The City Services Agreement is a significant issue to some. In fact, former COSA-DC Director Guy Andrews listed a reason for his early retirement the City staff’s intransigence to detail what the City provides for the surplus $310,000 above and beyond the COSA-DC staff payroll in the contract. The undercurrent of the questioning is that the C-suite of City Hall is using the City Services Agreement to “skim” revenue from the half-cent sales tax to finance the salaries of high level City managers and directors. This runs against the desires of the voters who approved the sales tax years ago to exclusively bolster economic development.
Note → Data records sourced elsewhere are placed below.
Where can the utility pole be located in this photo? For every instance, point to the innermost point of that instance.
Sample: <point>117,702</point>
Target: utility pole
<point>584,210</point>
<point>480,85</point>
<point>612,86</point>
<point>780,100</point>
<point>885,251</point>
Vice Chair of the City of San Angelo Development Corporation John Bariou

Vice Chair of the City of San Angelo Development Corporation John Bariou

While the Council harasses the Chamber over its economic development contract, Rome burns. COSA-DC should have been celebrating its winners of the annual Business Plan Competition yesterday. The winners of the competition were but a footnote because the board was locked into a long discussion over what below the surface is the Chamber’s contributions to economic development and its worth… for $262,500. Meanwhile, the City cannot find anyone to fill the important position to head the COSA-DC staff now manned at 50 percent, requiring the time-strapped CFO of the City, Michael Dane, to hold the pieces together.

Personnel isn’t all that is missing from San Angelo’s overall economic development mission. What is also missing is a clear vision of what the structure of COSA-DC will be and how economic development will be executed from now and into the future. Whatever that future is, it seems right now to be led by a blind City Council that threw gasoline on the fire.

Before this spat between the Council and the Chamber is over, there will be no one left to sell San Angelo because with no continuity, everyone will quit. In other words, the San Angelo City Council created a crisis and so far no one in charge can explain why or how the crisis ends.

Meanwhile, Abilene, Lubbock, Amarillo Midland, Odessa, and Wichita Falls are busy outrunning us in recruiting new business.